A mutual dialogue between two characters or groups of characters; costumes and music are the main elements of the performance, accompanied by a number of folk instruments like Dholak, Nagara, Tasha, Been, Cymbals etc. Usually performed by villagers, 'sang' is replete with a touch of folklore, music and narration.
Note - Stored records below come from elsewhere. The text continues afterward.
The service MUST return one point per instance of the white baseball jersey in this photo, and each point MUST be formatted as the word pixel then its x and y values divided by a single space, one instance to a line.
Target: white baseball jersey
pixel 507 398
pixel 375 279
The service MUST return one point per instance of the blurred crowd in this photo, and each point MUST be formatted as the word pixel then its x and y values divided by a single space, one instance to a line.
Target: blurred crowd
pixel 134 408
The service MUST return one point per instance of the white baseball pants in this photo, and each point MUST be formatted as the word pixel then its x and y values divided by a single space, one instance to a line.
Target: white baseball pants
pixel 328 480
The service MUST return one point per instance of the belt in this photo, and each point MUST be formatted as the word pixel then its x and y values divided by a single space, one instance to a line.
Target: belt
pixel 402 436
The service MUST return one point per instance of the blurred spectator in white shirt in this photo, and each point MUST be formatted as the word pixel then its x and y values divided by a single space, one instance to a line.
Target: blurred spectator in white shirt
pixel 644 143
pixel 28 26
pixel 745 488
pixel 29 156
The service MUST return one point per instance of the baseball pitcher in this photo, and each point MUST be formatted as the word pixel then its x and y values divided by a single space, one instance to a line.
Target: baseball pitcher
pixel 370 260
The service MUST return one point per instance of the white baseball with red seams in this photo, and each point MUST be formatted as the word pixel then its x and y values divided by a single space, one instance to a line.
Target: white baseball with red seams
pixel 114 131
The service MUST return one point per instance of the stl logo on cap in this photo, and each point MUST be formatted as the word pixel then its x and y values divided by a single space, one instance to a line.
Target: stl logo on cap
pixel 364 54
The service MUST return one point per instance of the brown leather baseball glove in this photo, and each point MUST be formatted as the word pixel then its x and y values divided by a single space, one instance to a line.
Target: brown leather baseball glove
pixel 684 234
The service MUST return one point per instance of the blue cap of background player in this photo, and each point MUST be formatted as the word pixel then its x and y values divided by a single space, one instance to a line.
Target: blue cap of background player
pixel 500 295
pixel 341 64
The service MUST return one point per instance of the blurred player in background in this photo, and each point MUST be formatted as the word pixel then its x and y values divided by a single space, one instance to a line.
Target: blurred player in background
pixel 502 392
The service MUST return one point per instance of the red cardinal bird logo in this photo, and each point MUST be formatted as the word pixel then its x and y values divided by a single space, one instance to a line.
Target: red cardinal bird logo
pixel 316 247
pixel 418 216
'Sang' is also performed at night, and traditionally men dressed as women often played the female characters. In recent times women have replaced the men, and they have their own plays in which women play men.
The Genesis of the Art
Folk theatre in Haryana found a solid base sometime during the 16th century and is very popular today. An offshoot of the 'sang' is the 'Nautanki' which is very much similar. Ali Baksh of Rewari is said to be the father of folk theatre in Haryana and has staged the mythological-cum-historical saga, 'Padmavati'. Pandit Deep Chand, known as the Shakespeare or Kalidasa of Haryana, modified and polished Ali Baksh style of folk theatre. Other luminaries of the 'sang' were Swami Har Dev, Qutabi, Dhoom, Pandit Bhartu, Pandit Lakshmi Chand and a host of others during the British rule and later.
'Swang' dwells upon themes based on popular tales such as 'Harishchandra', 'Nal-Damyanti' or heroic episodes of 'Heer-Ranjha', 'Leelo-Chaman' etc; or on matters of social satire. Dialogues are crisp and the singing is done at a high pitch. 'Ramleela' and 'Rasleela' the popular dramas, both being based on mythology and religion.
The Open-Air Theatre
The 'Sang' is not at all a complicated affair, the stage being simply a raised platform open from all sides. Any open space can serve this purpose, be it a field, a courtyard or a verandah of a temple. The participants squat on the platform, getting up and taking their turns at acting. Forgetting lines is not a problem as the prompters do their bit without the fear of being heard by the audience. Since nothing is hidden from anyone, green rooms and curtains do not exist.
Revival Of A Fading Art
The middle of the 20th century brought in television and radios right into the homes of the people ` and the 'Sang' slowly faded away. It is performed on rare occasions; being confined now mainly to the rural areas. The Cultural Festival organised by the Government of India aims at reviving this disintegrating culture by promoting artists and their music through festivals and related programmes.